現状ZX-4Rのレースベース車は考えていませんが、出したらどのくらいパワーに伸びしろがあるのか楽しみではありますね。(ZX-4R/ZX-4RR開発責任者・成岡翔平氏)

ZXR400R(1989年) [KAWASAKI] レーサーレプリカブームから一歩引いていたカワサキが投入した400レプリカ。当時は馬力規制があり59PSだった。全日本でもタイトルを獲得した。
新開発の400cc4気筒エンジンでバリエーションモデルも展開したい
せっかく新開発のエンジンを起こしましたので、ZX-4Rの受けが良ければ、違うバリエーションを作っていきたいなと思います。どんなモデルを出すかは市場の動向を見ながらということになりますね。
もちろん、日本市場だけでは難しいものがあります。ZX-4Rも日本だけでは開発できなかったのですが、世界で400ccのマーケットが広がっていることがプラスになりました。他の国からもどういうモデルが欲しいかをヒアリングしながら考えていく流れですね。
少し前まで400ccは海外では積極的には出していなくてほぼ日本専用でした。それが250ccが受け入れられて、それでももう少しパワーが欲しいというお客様もいらっしゃったので、600ccまでいくとちょっと行き過ぎという層を狙う入門モデルとして海外では評価されています。今では400ccは海外でも受け入れられていますね。(ZX-4R/ZX-4RR開発責任者・成岡翔平氏)

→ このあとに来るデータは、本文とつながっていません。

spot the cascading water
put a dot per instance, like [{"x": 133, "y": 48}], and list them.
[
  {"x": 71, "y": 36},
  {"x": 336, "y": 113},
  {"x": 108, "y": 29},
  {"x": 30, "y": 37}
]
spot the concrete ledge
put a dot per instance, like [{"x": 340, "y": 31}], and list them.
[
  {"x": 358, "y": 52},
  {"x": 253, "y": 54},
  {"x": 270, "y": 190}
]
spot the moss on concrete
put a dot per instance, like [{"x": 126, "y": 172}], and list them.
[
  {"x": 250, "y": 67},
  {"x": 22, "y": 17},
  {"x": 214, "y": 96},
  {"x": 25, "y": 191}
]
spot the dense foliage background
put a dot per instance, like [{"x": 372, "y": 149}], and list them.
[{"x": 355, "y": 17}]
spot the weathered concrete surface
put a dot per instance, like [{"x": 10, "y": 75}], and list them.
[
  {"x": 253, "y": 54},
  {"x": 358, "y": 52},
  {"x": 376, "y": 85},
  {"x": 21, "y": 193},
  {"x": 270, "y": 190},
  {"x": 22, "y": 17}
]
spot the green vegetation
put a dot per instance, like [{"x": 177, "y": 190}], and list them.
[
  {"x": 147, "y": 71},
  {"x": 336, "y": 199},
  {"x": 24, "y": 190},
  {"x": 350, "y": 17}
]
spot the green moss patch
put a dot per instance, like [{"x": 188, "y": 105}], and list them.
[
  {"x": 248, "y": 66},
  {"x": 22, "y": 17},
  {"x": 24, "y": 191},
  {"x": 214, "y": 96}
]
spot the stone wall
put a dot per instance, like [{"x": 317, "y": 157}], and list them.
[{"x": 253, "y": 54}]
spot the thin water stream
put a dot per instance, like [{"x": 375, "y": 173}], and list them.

ELIMINATOR [KAWASAKI] Ninja 400のエンジンを使って登場したバリエーションモデル。他にもネイキッドのZ400もあるが、ZX-4Rではどんな展開が見られるだろうか?

XANTHUS(1992年) [KAWASAKI] ZXR400のバリエーションモデル。ゼファーやZRX系とは異なるパフォーマンス重視のネイキッドで現在のストリートファイターの走りだった。